Have you been feeling a pervasive sense of anxiety lately? Perhaps your waking moments have been suffused with a sense of nameless dread, or you’ve experienced tension from virtually every encounter you’ve had. Those are traits common to virtually anyone living through 2020 — but they’re also characteristics of the protagonists of many a Patricia Highsmith novel. Highsmith has been dead for over 25 years, but her work continues to find a receptive audience — and her fiction may well have tapped into some of the same moods as our current zeitgeist.

In a new essay published at CrimeReads, Sarah Hilary looks back on Highsmith’s work through the lens of 2020. Hilary makes a very convincing case for why Highsmith’s work — though written decades ago — seems so well-suited to the present moment:

Those seeking the reason behind her overdue renaissance might like to consider the parallels between our current socio-political climate and that of the Cold War, against the backdrop of which her most famous novels were written. Are we again in the grip of the paranoia and neurosis which typified so much the 1950s? Certainly we’re anxious, polarized, in a state of knuckle-biting instability. Our sense of belonging eroded, our sense of justice outraged.

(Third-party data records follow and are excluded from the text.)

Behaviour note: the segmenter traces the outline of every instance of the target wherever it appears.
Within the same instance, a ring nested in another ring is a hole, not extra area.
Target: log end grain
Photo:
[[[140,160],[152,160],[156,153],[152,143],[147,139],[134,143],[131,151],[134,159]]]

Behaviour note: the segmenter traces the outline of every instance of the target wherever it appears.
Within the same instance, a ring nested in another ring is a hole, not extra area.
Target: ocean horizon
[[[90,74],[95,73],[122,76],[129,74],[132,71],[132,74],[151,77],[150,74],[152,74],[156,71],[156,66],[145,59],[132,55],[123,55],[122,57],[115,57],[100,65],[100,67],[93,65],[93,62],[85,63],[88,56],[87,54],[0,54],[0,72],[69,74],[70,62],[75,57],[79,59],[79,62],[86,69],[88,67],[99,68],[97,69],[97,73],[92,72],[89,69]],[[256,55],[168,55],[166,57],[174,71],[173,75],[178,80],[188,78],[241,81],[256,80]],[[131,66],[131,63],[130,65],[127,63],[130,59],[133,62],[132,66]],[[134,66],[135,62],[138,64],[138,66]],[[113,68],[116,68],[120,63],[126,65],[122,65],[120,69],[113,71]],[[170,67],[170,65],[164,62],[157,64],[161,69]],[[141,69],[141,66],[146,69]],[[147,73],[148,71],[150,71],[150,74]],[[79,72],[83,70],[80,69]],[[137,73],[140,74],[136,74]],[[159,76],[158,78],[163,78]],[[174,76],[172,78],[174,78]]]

Hilary also points to Highsmith’s use of narrative ambiguity and her refusal to end her stories neatly — both elements that have aged very well. That sense of overwhelming pressure and narrative complexity also emerges when revisiting Highsmith’s 1995 obituary in The New York Times. Uncertain resolutions, a sense of menace and moral confusion? Sounds all too familiar — and all too current.